The scheduled tribes hold an unique strategic position in the region because though they constitute only about 30% of the population administratively the y control roughly 70% of the geographical area of the region covering 4 States,( MeghalayaArunachal, Mizoram, and Nagaland ) 4 Autonomous district councils in Assam and Tripura under the sixth schedule and 6 autonomous district councils in Manipur Hill Areas ;and the entire eastern border of India with Bhutan,Tibet, Bhutan, Myanmar and Bangladesh except small segments of Indo Bangladesh border in Assam and Tripura sectors. The more numorous tribes of central India don’t have this strategic importance.
The other feature of the north east and especially Assam,its anchor state is that its demography changed drastically following introduction of the colonial mode of production based on Tea plantations, extraction of oil,coal and other minerals and timber which led to induction of migrant labor from outside the region as experienced in Malaysia and Srilanka in the same period of time.(1830- 1900).
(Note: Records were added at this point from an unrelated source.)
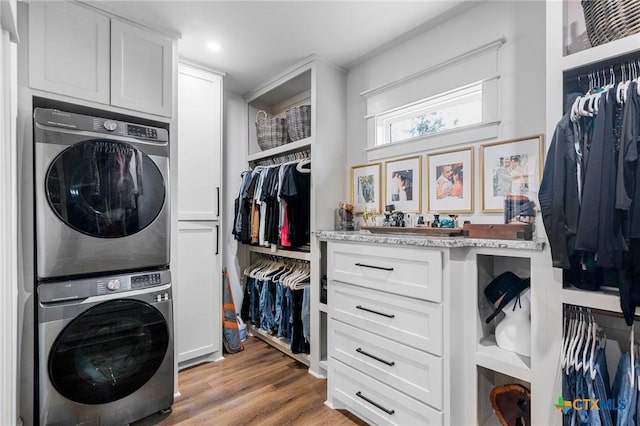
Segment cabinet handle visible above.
[216,225,220,254]
[356,263,393,271]
[216,186,220,217]
[356,348,396,367]
[356,391,396,415]
[356,305,396,318]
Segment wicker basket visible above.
[256,110,288,151]
[582,0,640,46]
[287,105,311,141]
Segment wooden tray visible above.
[362,226,462,237]
[462,223,533,241]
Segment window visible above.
[376,82,483,145]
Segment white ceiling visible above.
[89,0,471,94]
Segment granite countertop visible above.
[313,231,545,251]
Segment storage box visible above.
[462,223,534,241]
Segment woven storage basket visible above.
[256,110,288,151]
[287,105,311,141]
[582,0,640,46]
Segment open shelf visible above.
[247,245,311,261]
[562,287,640,315]
[247,137,313,162]
[560,34,640,71]
[476,335,531,382]
[247,324,310,367]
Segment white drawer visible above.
[328,281,443,356]
[328,242,442,302]
[328,319,443,410]
[329,360,443,426]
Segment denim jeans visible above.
[611,352,638,426]
[589,348,616,426]
[302,285,311,343]
[260,280,275,334]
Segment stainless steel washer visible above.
[34,108,170,280]
[33,270,174,425]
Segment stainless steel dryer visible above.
[34,108,170,280]
[33,270,174,425]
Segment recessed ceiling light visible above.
[207,41,222,52]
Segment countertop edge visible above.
[313,231,546,251]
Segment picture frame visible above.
[351,162,382,213]
[480,134,544,213]
[384,155,422,213]
[426,147,474,213]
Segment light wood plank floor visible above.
[132,337,366,426]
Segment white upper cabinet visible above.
[111,19,174,116]
[29,2,109,104]
[178,64,223,220]
[29,1,176,117]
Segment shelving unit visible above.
[464,247,551,425]
[544,0,640,424]
[245,56,346,377]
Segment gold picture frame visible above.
[480,134,544,213]
[384,155,422,213]
[351,162,382,213]
[425,146,474,214]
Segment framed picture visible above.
[426,147,473,213]
[480,135,543,213]
[383,155,422,213]
[351,163,382,213]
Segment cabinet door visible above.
[111,19,174,117]
[173,222,222,366]
[178,64,222,220]
[29,2,109,104]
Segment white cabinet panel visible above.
[111,19,174,117]
[29,2,109,104]
[178,64,222,220]
[173,222,222,364]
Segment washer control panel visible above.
[131,272,160,290]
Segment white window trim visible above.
[360,38,506,161]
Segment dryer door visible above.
[45,139,166,238]
[48,299,169,404]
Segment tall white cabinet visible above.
[29,1,177,117]
[174,63,223,368]
[245,56,346,376]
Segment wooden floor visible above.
[133,337,366,426]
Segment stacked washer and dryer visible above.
[22,108,174,425]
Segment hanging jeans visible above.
[302,286,311,343]
[611,352,638,426]
[260,279,275,334]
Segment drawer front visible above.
[329,360,443,425]
[327,243,442,302]
[328,281,443,356]
[329,320,443,410]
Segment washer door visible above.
[45,139,165,238]
[48,299,169,404]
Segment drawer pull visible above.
[356,263,393,271]
[356,348,396,367]
[356,305,396,318]
[356,391,396,415]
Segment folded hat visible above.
[484,271,531,323]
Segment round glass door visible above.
[48,300,169,404]
[45,139,165,238]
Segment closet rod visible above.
[254,149,311,166]
[563,52,640,87]
[565,304,640,321]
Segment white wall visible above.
[345,1,545,222]
[221,91,248,312]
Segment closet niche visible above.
[238,56,347,377]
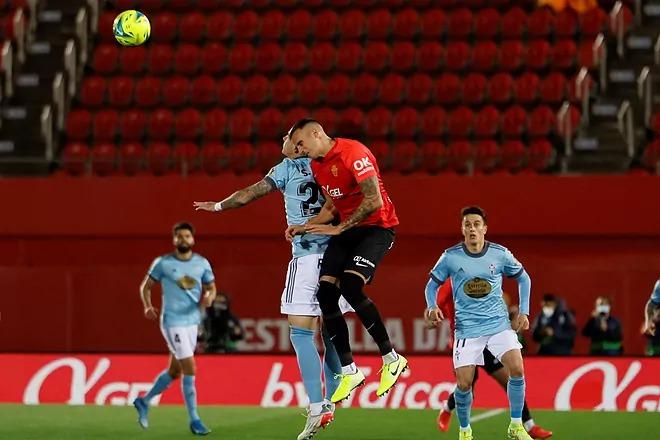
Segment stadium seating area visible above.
[63,0,636,175]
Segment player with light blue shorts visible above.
[424,206,531,440]
[133,223,216,435]
[194,137,352,440]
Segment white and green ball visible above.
[112,9,151,46]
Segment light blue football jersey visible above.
[148,253,215,327]
[651,280,660,306]
[266,158,330,258]
[431,241,524,339]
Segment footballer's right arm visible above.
[193,177,276,212]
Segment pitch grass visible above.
[0,405,660,440]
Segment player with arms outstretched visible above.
[424,206,531,440]
[133,223,216,435]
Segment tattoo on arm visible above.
[221,179,275,210]
[339,176,383,232]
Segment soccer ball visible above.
[112,9,151,46]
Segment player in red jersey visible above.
[437,278,552,439]
[286,119,408,402]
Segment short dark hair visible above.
[172,222,195,235]
[461,206,488,224]
[288,118,321,138]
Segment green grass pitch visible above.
[0,405,660,440]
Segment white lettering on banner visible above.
[555,361,660,411]
[23,357,160,405]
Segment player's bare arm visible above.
[140,275,158,320]
[193,179,275,212]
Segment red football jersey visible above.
[312,138,399,228]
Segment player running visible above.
[438,278,552,439]
[286,119,408,402]
[194,137,351,440]
[133,223,216,435]
[425,206,531,440]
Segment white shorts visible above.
[160,325,197,360]
[280,254,354,316]
[453,329,522,368]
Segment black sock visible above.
[341,272,392,356]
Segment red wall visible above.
[0,175,660,353]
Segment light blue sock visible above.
[142,370,173,403]
[290,326,323,403]
[323,332,341,400]
[506,376,525,421]
[181,375,199,422]
[454,387,472,428]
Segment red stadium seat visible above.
[150,11,177,44]
[353,73,379,106]
[392,8,420,40]
[339,9,367,40]
[243,75,270,106]
[234,10,259,42]
[206,11,234,41]
[283,43,309,73]
[364,106,392,138]
[421,9,447,41]
[367,9,393,40]
[229,43,255,74]
[435,73,461,105]
[66,109,92,141]
[447,8,474,39]
[92,44,119,75]
[229,108,256,140]
[119,46,147,75]
[80,76,106,107]
[286,9,312,41]
[92,110,119,141]
[364,41,390,73]
[257,107,288,139]
[474,8,500,40]
[500,6,527,40]
[309,43,337,73]
[405,73,433,105]
[390,41,415,72]
[202,108,229,140]
[202,43,228,75]
[259,9,287,41]
[119,110,148,141]
[472,41,499,72]
[447,106,474,139]
[148,44,174,75]
[392,107,420,139]
[474,105,500,138]
[502,105,527,138]
[147,108,174,140]
[463,73,488,106]
[298,74,325,107]
[190,75,218,107]
[313,9,339,41]
[119,142,146,176]
[488,72,513,105]
[271,74,298,106]
[179,12,206,43]
[337,42,362,72]
[135,76,161,107]
[163,76,190,107]
[418,41,445,72]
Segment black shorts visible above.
[321,226,394,282]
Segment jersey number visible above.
[298,182,321,217]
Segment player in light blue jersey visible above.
[424,206,531,440]
[133,223,216,435]
[194,136,352,440]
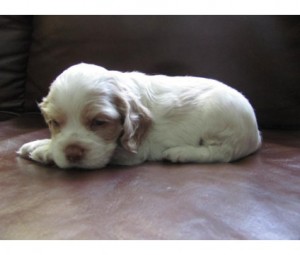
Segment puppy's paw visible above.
[163,147,186,163]
[17,139,53,164]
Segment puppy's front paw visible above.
[163,147,186,163]
[17,139,53,164]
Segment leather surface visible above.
[0,16,32,118]
[25,16,300,129]
[0,115,300,239]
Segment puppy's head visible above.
[39,64,151,168]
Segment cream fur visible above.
[18,63,261,168]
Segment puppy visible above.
[17,63,261,168]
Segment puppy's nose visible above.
[65,144,85,163]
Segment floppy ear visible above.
[115,91,152,153]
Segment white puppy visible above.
[17,64,261,168]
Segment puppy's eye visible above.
[48,120,60,128]
[91,119,107,129]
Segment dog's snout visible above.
[65,144,85,163]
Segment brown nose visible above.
[65,144,85,163]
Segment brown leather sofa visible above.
[0,16,300,239]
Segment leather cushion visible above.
[0,16,32,120]
[25,16,300,128]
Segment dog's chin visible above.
[54,160,109,170]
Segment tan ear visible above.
[115,93,152,153]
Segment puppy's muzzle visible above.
[64,144,86,163]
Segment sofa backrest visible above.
[0,16,300,128]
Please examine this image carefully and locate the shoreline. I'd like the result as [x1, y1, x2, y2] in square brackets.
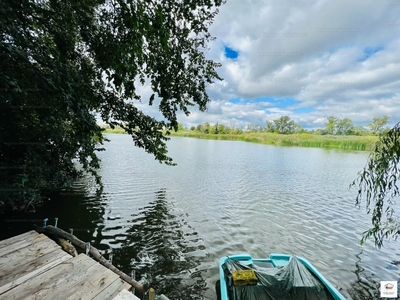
[103, 128, 379, 151]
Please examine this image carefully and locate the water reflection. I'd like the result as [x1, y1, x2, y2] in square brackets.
[349, 250, 380, 300]
[106, 189, 206, 299]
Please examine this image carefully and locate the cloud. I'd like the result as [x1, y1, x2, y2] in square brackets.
[191, 0, 400, 128]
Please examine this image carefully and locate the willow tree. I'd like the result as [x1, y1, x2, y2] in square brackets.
[0, 0, 221, 209]
[353, 122, 400, 247]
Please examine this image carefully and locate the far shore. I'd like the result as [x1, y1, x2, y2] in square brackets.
[104, 128, 378, 151]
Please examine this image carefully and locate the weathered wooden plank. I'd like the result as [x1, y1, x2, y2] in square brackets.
[93, 278, 131, 300]
[36, 257, 105, 300]
[38, 225, 145, 292]
[112, 290, 140, 300]
[0, 249, 72, 298]
[65, 267, 119, 300]
[0, 234, 51, 257]
[0, 236, 61, 270]
[1, 254, 90, 300]
[0, 230, 38, 248]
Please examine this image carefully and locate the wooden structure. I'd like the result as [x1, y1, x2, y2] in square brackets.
[0, 231, 139, 300]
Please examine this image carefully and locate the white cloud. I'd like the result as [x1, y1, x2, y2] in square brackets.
[190, 0, 400, 127]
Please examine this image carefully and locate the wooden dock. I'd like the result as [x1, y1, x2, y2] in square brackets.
[0, 231, 139, 300]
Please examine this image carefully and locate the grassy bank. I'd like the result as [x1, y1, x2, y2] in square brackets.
[104, 127, 378, 151]
[171, 131, 378, 151]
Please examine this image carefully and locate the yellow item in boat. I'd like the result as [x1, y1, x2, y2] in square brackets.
[232, 270, 258, 286]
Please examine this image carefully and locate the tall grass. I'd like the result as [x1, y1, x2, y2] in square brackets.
[171, 131, 378, 151]
[104, 127, 378, 151]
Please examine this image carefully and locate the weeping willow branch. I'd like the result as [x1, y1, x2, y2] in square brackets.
[351, 122, 400, 248]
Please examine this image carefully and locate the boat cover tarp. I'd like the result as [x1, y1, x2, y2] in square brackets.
[222, 256, 334, 300]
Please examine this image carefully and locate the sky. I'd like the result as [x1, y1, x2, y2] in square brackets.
[138, 0, 400, 129]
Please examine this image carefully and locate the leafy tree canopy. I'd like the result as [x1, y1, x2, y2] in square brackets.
[367, 116, 390, 134]
[0, 0, 221, 209]
[352, 122, 400, 247]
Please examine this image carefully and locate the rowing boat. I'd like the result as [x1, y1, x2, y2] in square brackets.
[217, 253, 346, 300]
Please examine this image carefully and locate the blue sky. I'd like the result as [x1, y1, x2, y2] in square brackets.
[135, 0, 400, 129]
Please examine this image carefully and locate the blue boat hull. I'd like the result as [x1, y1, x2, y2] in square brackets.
[219, 253, 346, 300]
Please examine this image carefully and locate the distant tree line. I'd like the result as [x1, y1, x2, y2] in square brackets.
[184, 116, 389, 135]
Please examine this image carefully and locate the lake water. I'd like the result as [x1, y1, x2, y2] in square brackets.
[2, 135, 400, 299]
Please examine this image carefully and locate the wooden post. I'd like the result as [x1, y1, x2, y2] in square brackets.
[149, 288, 156, 300]
[36, 225, 145, 293]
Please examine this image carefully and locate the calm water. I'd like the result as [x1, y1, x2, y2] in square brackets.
[1, 135, 400, 299]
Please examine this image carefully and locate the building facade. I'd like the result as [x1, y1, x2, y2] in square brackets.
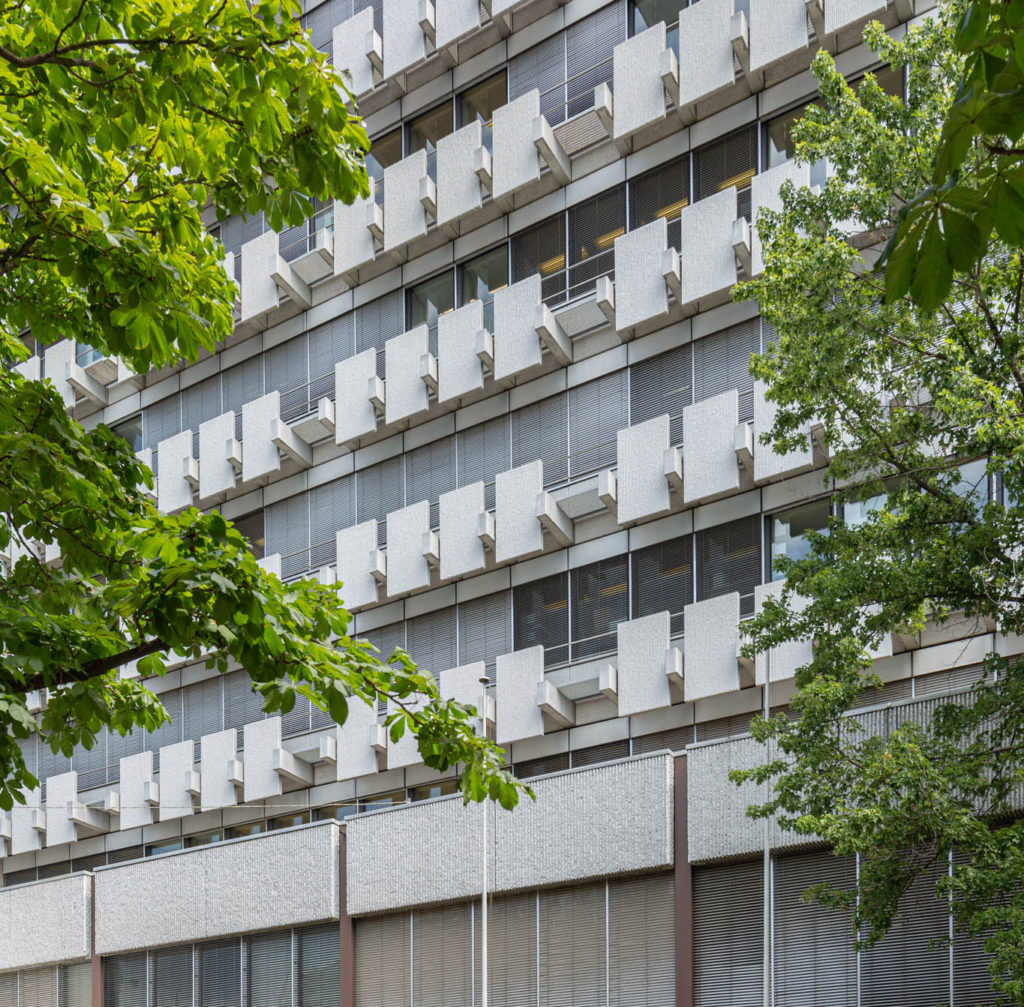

This has been a major cause of political unrest.
Though North Eastern Council was created in 1970 by the government of India to carry out a regional Development plan and significant development of infrastructure and connectivity had since taken place, there are large gaps in infrastructure and consequent ” development lags” in many sectors.
The major development and security challenges are as follows:
1. Unending identity politics and violent identity assertion by several groups the number of which is increasing every year and thereby creating a permanent security problem obstructing economic development and progress of the region as the insurgency spills over to the neighbourhood.
2. Effective participation in the Act East policy by skill and entrepreneurship development by capitalising on the region’s strength in English language skills, higher education infrastructure, health, tourism, agri horticultural plantations, agro-ased industries, sericulture and weaving, organic farming for production of value added goods and services for export to the Asean and Bangladesh markets.
3. Restoration of old link to Chittagong Port of Bangladesh and early completion of the Kaladan Multi nodal transport project for linking north east to the Myanmarese Sea Port at Sittwee.
4. Providing an effective regional planning mechanism by strengthening the NEC and other Central agencies in cooperation and support of the states for improvement in project management and implementation capacity.
5. Need for a synergy in the central state and regional initiatives keeping in view the BBIN – Bangladesh, Bhutan, India Nepal and China Myanmar economic corridor( CMEC) initiatives designed to revamp the regional economy.